Celaya; Gto.- El Papa Francisco era un hermano y así lo expuso cuando vino a México, lo hizo como amigo, como hermano y como peregrino y nos enseñó a peregrinar hacia la Casa del Padre, no con documentos sino que dejó una iglesia en camino, sinodal y de peregrina en la fe, expuso Alejandro Aguilar Ledesma, Obispo de la Diócesis de Celaya.
El Obispo Aguilar Ledesma, mencionó que tuvo oportunidad dialogar con el Papa Francisco, en su visita al Vaticano y cuando estuvo en Morelia, donde reconocía algunos sucesos de Celaya, de Irapuato, estaba informado de las cosas, porque tenían aprecio del Bajío por todo México, por el espíritu guadalupano.

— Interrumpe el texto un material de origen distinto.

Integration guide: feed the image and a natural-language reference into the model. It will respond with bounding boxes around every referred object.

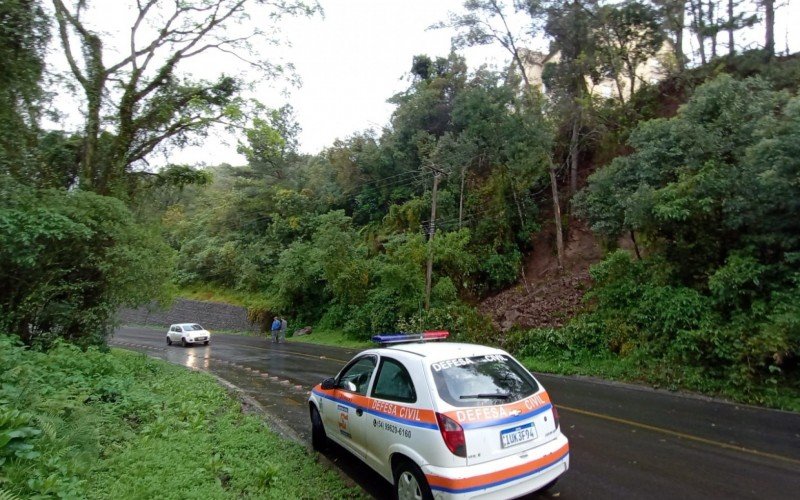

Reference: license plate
[500,423,536,448]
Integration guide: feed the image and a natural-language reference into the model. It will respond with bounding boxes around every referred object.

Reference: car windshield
[431,354,539,407]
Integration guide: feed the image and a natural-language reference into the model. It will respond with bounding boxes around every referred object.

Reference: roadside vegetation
[0,335,361,500]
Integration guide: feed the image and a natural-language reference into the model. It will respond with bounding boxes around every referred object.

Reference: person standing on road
[270,316,281,344]
[278,317,287,343]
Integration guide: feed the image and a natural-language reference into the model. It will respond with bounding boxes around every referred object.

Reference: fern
[0,489,22,500]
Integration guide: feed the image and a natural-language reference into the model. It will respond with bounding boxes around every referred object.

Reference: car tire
[394,460,433,500]
[311,406,328,451]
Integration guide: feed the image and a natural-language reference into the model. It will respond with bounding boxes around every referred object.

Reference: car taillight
[436,413,467,457]
[553,405,559,429]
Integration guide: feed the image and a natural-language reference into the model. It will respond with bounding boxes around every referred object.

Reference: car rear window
[431,354,539,406]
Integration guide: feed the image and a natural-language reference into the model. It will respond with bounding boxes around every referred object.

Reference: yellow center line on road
[556,405,800,465]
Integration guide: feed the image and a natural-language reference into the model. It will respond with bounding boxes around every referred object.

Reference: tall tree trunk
[708,0,717,61]
[458,166,467,229]
[691,0,708,64]
[550,163,564,270]
[630,229,642,260]
[728,0,736,57]
[80,90,101,191]
[569,112,581,197]
[761,0,775,59]
[675,1,686,71]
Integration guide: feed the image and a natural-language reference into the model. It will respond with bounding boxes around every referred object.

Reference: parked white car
[167,323,211,347]
[309,332,569,499]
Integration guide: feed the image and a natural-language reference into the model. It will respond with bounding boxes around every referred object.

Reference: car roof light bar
[372,330,450,345]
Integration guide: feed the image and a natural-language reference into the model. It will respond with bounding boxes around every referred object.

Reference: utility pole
[425,167,443,311]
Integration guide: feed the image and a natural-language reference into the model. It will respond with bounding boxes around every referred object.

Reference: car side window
[336,356,375,396]
[372,358,417,403]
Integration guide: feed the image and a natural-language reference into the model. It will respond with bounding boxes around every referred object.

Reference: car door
[323,355,377,459]
[366,356,422,474]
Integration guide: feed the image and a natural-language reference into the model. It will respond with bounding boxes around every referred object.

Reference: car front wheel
[311,407,328,451]
[394,460,433,500]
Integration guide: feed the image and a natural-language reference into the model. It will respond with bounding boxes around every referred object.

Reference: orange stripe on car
[425,444,569,493]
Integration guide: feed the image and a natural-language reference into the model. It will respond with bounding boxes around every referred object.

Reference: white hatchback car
[309,332,569,499]
[167,323,211,347]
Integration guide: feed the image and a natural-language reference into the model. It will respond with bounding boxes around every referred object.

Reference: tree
[653,0,687,71]
[758,0,775,59]
[595,0,664,102]
[434,0,564,268]
[530,0,597,196]
[0,177,172,347]
[0,0,49,182]
[48,0,317,193]
[236,105,300,184]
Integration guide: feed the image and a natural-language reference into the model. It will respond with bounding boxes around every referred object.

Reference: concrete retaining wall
[117,299,259,332]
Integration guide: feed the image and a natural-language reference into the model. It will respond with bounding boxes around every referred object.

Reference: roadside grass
[520,351,800,412]
[0,335,363,499]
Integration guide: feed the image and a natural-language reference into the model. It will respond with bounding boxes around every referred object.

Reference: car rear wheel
[394,460,433,500]
[539,478,560,492]
[311,406,328,451]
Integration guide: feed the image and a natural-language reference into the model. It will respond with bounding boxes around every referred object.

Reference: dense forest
[0,0,800,405]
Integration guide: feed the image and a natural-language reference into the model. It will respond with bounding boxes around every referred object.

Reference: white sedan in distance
[167,323,211,347]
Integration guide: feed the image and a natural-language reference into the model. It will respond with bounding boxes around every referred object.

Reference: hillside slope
[478,221,602,331]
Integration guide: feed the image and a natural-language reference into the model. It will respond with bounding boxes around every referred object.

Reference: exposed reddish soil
[478,221,602,331]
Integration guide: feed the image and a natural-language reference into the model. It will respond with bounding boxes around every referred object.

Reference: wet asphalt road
[110,327,800,499]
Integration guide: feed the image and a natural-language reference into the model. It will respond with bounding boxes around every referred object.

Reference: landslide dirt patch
[478,221,602,332]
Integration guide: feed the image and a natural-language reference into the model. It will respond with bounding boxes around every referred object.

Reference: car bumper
[422,432,569,499]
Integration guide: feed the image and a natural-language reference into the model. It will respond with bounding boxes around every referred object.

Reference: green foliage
[0,178,171,346]
[0,0,49,179]
[567,76,800,401]
[0,336,359,498]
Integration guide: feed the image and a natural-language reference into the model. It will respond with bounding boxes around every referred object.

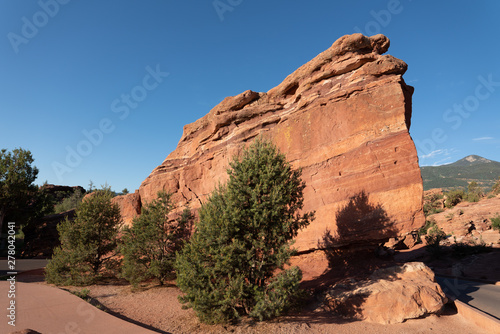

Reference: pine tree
[45,188,121,285]
[122,191,192,285]
[176,139,314,323]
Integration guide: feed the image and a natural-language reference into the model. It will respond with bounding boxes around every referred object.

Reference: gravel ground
[76,285,484,334]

El Obispo mencionó que, en su último encuentro con el Papa fue hace dos años en su visita al Límina, una reunión donde el Papa se saltó los protocolos y comenzó también a hacer preguntas, donde reconocía mucho el espíritu religioso que hay en el centro del país y le dolía que hubiera tanta violencia en México, habiendo tanto fervor religioso.
El Obispo Alejandro Aguilar Ledesma, expuso que el Papa Francisco quedó prendido de la Virgen de Guadalupe, cuando vino a México donde estuvo mucho tiempo en el camerín, por ello, la Iglesia Católica lamenta el deceso del Papa llena de tristeza, pero también desde la luz pascual sabemos que resucitará en Cristo.